Copper‐Driven Structural Reinforcement of CoFe LDH Enhances Nitrate Adsorption and Accelerates Deoxygenation‐Hydrogenation Kinetics for Electrocatalytic Nitrate Reduction

The electrochemical nitrate-to-ammonia reduction reaction (e-NO₃RR) attractively reconciles nitrate remediation with value-added NH₃ synthesis; yet, its practical application is hindered by an intricate eight-electron pathway, which results in mechanistic ambiguity and sluggish kinetics. Herein, atomic Cu is strategically implanted to regulate the electronic structure of the CoFe layered double hydroxides (LDH), thereby expanding the interlayer spacing, optimizing lattice parameters, and adjusting the Co/Fe coordination configuration.
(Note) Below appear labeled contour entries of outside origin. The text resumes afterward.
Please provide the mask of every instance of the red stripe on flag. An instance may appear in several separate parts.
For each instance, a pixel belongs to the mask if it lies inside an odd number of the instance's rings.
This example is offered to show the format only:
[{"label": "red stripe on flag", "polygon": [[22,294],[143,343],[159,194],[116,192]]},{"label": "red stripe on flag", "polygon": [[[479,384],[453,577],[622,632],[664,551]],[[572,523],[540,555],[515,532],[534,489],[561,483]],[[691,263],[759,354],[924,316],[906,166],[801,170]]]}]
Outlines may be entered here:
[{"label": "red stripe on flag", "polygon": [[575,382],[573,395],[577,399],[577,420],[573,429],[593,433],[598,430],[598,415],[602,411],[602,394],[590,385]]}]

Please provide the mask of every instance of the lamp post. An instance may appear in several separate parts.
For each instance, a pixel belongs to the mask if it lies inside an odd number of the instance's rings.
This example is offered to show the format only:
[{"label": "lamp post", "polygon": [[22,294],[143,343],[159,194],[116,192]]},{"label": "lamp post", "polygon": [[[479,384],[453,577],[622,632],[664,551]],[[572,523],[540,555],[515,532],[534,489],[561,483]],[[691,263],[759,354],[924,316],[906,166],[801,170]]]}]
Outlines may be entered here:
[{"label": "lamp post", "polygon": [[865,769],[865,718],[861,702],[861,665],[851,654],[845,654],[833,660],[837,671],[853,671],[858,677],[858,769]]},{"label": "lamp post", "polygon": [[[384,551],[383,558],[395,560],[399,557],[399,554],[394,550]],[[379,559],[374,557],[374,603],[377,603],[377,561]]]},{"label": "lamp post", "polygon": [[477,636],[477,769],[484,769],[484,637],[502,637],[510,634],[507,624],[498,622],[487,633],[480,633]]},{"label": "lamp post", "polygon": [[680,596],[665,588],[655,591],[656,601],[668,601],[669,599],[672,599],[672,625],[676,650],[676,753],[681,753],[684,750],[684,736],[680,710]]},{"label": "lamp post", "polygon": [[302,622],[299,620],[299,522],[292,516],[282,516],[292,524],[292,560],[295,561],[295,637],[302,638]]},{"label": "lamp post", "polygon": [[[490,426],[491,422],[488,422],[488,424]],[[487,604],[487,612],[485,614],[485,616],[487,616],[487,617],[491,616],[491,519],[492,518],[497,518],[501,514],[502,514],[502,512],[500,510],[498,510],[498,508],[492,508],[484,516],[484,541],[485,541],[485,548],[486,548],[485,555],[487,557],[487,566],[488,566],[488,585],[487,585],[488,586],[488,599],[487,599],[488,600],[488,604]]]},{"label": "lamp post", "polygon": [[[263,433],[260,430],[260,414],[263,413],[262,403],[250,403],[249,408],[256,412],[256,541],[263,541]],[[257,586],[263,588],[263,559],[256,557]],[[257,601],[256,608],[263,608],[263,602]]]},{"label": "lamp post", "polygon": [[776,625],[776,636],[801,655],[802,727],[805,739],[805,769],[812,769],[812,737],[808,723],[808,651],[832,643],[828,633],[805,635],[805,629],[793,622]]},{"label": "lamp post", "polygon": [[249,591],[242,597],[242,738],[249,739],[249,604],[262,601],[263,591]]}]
Copper-Driven structural reinforcement that propels nitrate-to-ammonia conversion, the optimized Cu-CoFe LDH catalyst delivers a Faradaic efficiency of 94% with an ammonia yield of 0.498 mmol h^-1 cm^-2 in e-NO₃RR. Consequently, the as-assembled Zn-nitrate battery achieves a power density of 5.07 mW cm^-2 with excellent cycling stability. In situ infrared spectra and differential electrochemical mass spectrometry characterizations combined with theoretical calculations reveal that Cu incorporation into CoFe LDH intensifies nitrate adsorption, accelerates the deoxygenation and hydrogenation of key intermediates, and suppresses the hydrogen evolution reaction. These optimized properties collectively elevate ammonia synthesis selectivity and enable efficient electrocatalytic nitrate reduction. This study implements a structural-reinforcement strategy that integrates electronic structure optimization with reaction kinetics enhancement, providing fresh insight into efficient electrocatalysts for NH₃ synthesis.